The Morgan Celebrates The Democratic Spirit Of Walt Whitman's Poetry And Life

“Walt Whitman: Bard Of Democracy” Opens June 7

March 29, 2019

In celebration of the 200th anniversary of Walt Whitman’s birth, the Morgan Library and Museum will exhibit the work of the beloved American poet from June 7 to Sept. 15. In a notebook in 1859, Whitman wrote, “Comrades! I am the bard of Democracy,” and over his 73 years (1819–92) he made good on that claim. As he bore witness to the rise of New York City, the Civil War and other major transformations in American life, Whitman tried to reconcile the famous contradictions of this country through his inclusivity and his prolific body of work. The author of one of the most celebrated texts of American literature, “Leaves of Grass” (1855), came from humble origins in Long Island and Brooklyn but eventually earned a global audience that has never stopped growing. “Walt Whitman: Bard of Democracy” will trace the development of his writing and influence, from his early days producing local journalism, and also sensational fiction, to his later years writing the visionary poems that would revitalize American letters.
Drawing on the Morgan’s own holdings as well as exceptional loans from the Library of Congress, the exhibition shows the landmarks of his literary career, including “O Captain! My Captain!” and the famous letter written to Whitman by Ralph Waldo Emerson commending “Leaves of Grass.” A notebook containing Whitman’s early experiments with free verse and the origins of the seminal poem “Song of Myself” will be on display, as well as the copy of “Leaves of Grass” that Whitman presented to the artist who engraved his emblematic portrait in the first edition. Also on view are documents by famous writers influenced by Whitman, such as Oscar Wilde, Hart Crane, Federico García Lorca, Langston Hughes, and Allen Ginsberg.

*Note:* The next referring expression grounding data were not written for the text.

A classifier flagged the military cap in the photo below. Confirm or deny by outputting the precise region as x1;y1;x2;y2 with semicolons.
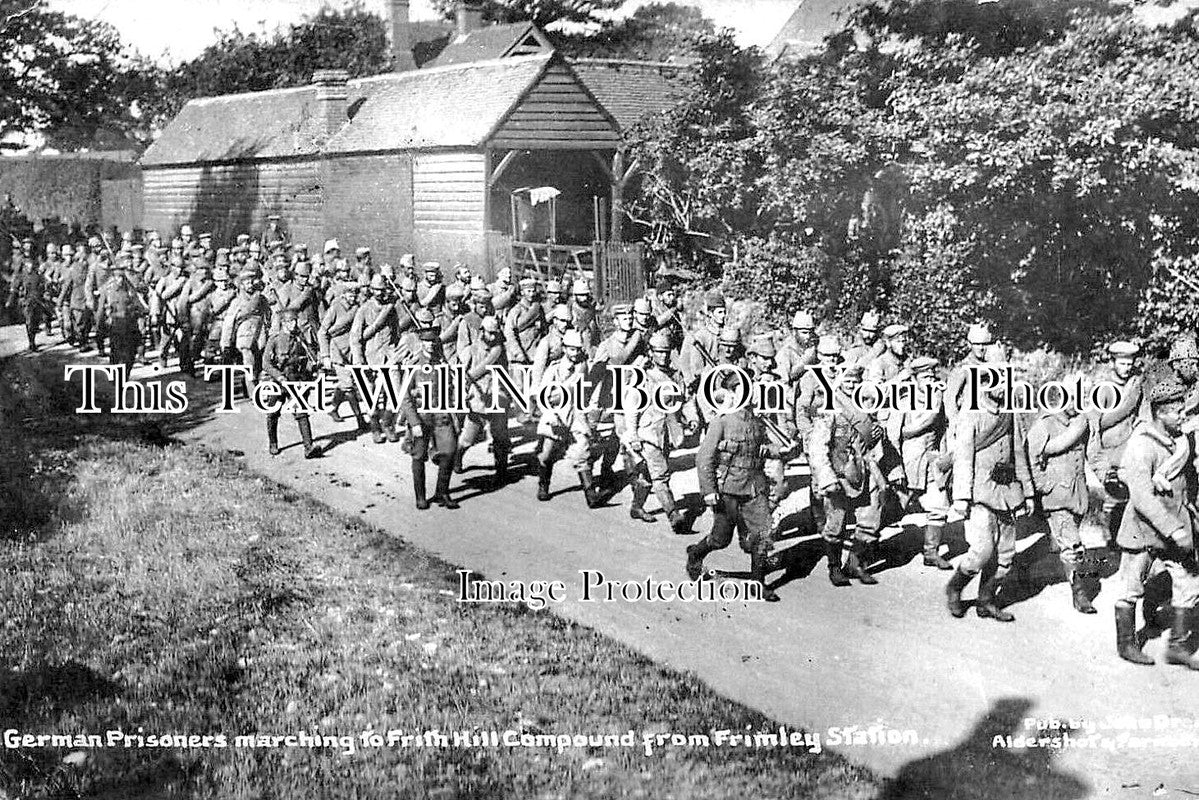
294;262;312;277
496;266;512;281
400;254;416;268
966;323;994;345
422;261;441;273
268;214;281;221
546;279;562;293
1107;341;1140;358
293;242;309;252
248;240;261;253
841;363;864;379
469;276;488;292
45;242;58;253
563;330;584;349
883;323;910;338
180;224;194;235
472;286;493;301
649;331;673;351
369;274;387;291
1169;335;1199;362
131;243;144;253
215;246;230;257
910;356;939;373
481;316;501;334
519;276;536;288
324;238;340;254
446;283;467;299
718;327;741;346
610;302;632;318
572;279;591;295
415;308;435;325
551;304;571;322
792;311;815;329
1150;377;1188;406
238;269;259;283
61;244;73;255
89;236;103;247
705;290;726;310
199;231;212;241
860;311;881;331
817;335;841;357
213;266;230;281
633;297;651;314
748;335;777;358
355;246;370;257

About the Morgan Library and Museum
A museum and independent research library located in the heart of New York City, it began as the personal library of financier, collector, and cultural benefactor Pierpont Morgan. The Morgan offers visitors close encounters with great works of human accomplishment in a setting treasured for its intimate scale and historic significance. Its collection of manuscripts, rare books, music, drawings, and works of art comprise a unique and dynamic record of civilization, as well as an incomparable repository of ideas and of the creative process from 4000 B.C. to the present. The Morgan Library and Museum is located at 225 Madison Ave., New York City.